Apa saja faktor risiko dan penyebab penyakit tuberkulosis?

Tuberkulosis (Tuberculosis) adalah penyakit menular yang disebabkan oleh bakteri Mycobacteri yang merupakan penyebab utama kecacatan dan kematian di sebagaian besar Negara di seluruh dunia.

Faktor-faktor yang berhubungan dengan kejadian penyakit Tuberkulosis dan menjadi penyebab penyakit tuberkulosis antara lain :

1. Karakteristik individu

Karakteristik individu yang berpengaruh terhadap kejadian penyakit Tuberkulosis antara lain :

  • Jenis kelamin
    Penyakit Tuberkulosis paru cenderung lebih tinggi pada jenis kelamin laki-laki dibandingkan perempuan, karena kebiasaan merokok dan minum alcohol sehingga system pertahanan tubuh menurun dan lebih mudah terpapar dengan agen penyebab Tuberkulosis paru (Aditama, 2000) sedangkan menurut Crofton (2002) hampir tidak ada perbedaan diantara anak laki-laki dan perempuan sampai pada umur pubertas.

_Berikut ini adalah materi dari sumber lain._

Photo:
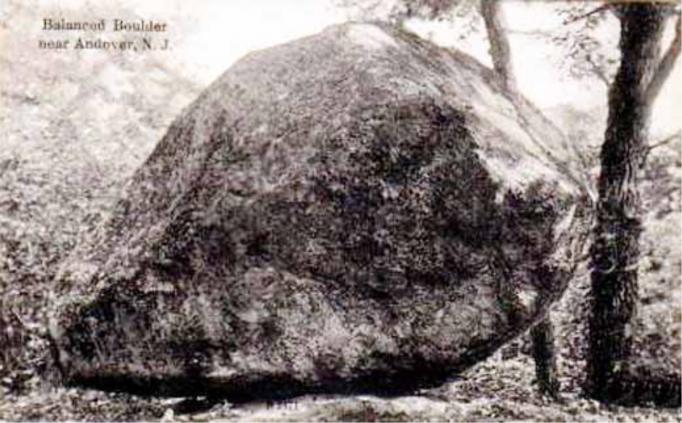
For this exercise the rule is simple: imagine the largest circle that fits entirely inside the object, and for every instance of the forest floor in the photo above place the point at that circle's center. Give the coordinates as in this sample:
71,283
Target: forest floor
65,156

Bayi dan anak kecil pada kedua jenis kelamin sama-sama memiliki daya tahan tubuh yang lemah.

    Hasil Riskesdas 2007 menyatakan bahwa prevalensi Tuberkulosis paru BTA (+) pada laki-laki sebesar 1,08% dan pada perempuan sebesar 0.90%. Sedangkan Riskesdas tahun 2010 dilaporkan bahwa periode prevalensi Tuberkulosis paru BTA (+) laki-laki sebesar 0,819% dan perempuan 0,634%.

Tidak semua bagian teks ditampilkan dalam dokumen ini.